Dit verhaal heeft, in weerwil van vele verdichte bijmengselen, ongetwijfeld een geschiedkundigen grondslag, welke geenszins veroorlooft te betwijfelen, of de persoon van Apollonius wel ooit bestaan heeft. Sommige geleerden en schrijvers der kerkgeschiedenis zijn zóó ver gegaan. Er heeft inderdaad in de eerste eeuw onzer jaartelling zulk een dweeper en zedeleeraar rondgezworven, die door zijne reizen , lotgevallen, voorzeggingen, wonderwerken en goochelarijen groot opzien baarde. Dit wordt bevestigd door de tempels, altaren en standbeelden, die hem werden toegewijd. Zij verrezen na zijn dood in vele steden van Klein-Azië en Griekenland. Zelfs door munten of penningen is zijne gedachtenis bewaard gebleven, welke door de keizers Aurelianus en Caracalla en door Alexander Severus naast die van Abraham, van Christus enz. gehuldigd werd. Philostratus de Oudere (zie onder dien naam) beschreef op last van Julia, de gemalin van Septimius Severus, het leven van Apollonius in 8 boeken en men gebruikte dit boek om het reeds verspreide Christendom in minachting te brengen. De geschriften van Apollonius zijn verloren gegaan, daar de 85 brieven, welke zijne onderteekening dragen, vermoedelijk onecht zijn. Men vindt deze in de “Collectio epistolarum graecarum” (Venetië 1499, 1606) en in de werken van Philostratus door Olearius (Leipzig 1709).
Apollonius, een beroemd beeldhouwer te Athene. Hij was de zoon van Nestor en de vervaardiger van den Hercules-torso in het Vaticaan te Rome. Volgens sommigen leefde hij in den Christelijken tijd, terwijl anderen beweren, dat hij een tijdgenoot was van Phidias.

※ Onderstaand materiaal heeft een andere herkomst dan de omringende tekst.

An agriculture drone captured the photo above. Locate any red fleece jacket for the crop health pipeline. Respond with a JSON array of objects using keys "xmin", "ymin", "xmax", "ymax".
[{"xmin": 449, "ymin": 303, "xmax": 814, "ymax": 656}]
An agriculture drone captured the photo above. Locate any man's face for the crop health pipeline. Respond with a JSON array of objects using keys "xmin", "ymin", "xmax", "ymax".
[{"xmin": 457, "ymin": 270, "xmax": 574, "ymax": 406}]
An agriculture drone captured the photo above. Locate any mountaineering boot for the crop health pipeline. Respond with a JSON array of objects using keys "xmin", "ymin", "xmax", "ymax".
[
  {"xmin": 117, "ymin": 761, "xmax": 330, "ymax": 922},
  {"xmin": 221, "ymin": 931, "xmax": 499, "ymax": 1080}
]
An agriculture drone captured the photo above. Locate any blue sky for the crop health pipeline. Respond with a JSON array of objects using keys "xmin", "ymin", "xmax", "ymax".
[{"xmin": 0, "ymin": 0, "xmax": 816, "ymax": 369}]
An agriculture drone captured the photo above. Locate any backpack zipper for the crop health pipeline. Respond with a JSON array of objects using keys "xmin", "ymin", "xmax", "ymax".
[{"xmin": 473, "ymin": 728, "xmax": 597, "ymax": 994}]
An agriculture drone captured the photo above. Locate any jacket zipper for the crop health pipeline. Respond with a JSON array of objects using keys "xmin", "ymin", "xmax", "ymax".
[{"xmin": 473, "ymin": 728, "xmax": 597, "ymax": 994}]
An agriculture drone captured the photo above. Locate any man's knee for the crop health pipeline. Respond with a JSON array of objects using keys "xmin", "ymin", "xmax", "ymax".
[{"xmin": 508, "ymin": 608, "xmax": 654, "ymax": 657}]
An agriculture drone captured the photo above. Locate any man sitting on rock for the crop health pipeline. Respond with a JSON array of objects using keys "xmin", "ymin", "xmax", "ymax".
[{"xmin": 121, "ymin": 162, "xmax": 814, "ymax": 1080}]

Apollonius Dyscolus (de Knorrige), ook wel de Jongere uit Alexandria genaamd. Hij was een taalkundige uit laatstgenoemde stad, waar hij omstreeks het jaar 163 na Chr. leefde. Hij schonk aan de spraakkunst het eerst een stelselmatigen vorm en verdiende hiermede den bijnaam van “Grammaticorum princeps.” Hij was te Bruchium, zijne geboorteplaats, opgevoed en begaf zich vervolgens naar Rome, waar hij als onderwijzer en schrijver grooten roem verwierf en zelfs de opmerkzaamheid van keizer M. Antoninus tot zich trok. Hij overleed te Alexandria. Zijn voornaamste geschrift handelt in 4 boeken over den bouw van de deelen der rede en is eerst door Aldus (Venetië 1495) en later bij herhaling uitgegeven, — het laatst door Becker (Berlijn 1817), die ook andere werken van Apollonius, bijvoorbeeld over het voornaamwoord, en over de voegwoorden en bijwoorden, heeft bezorgd.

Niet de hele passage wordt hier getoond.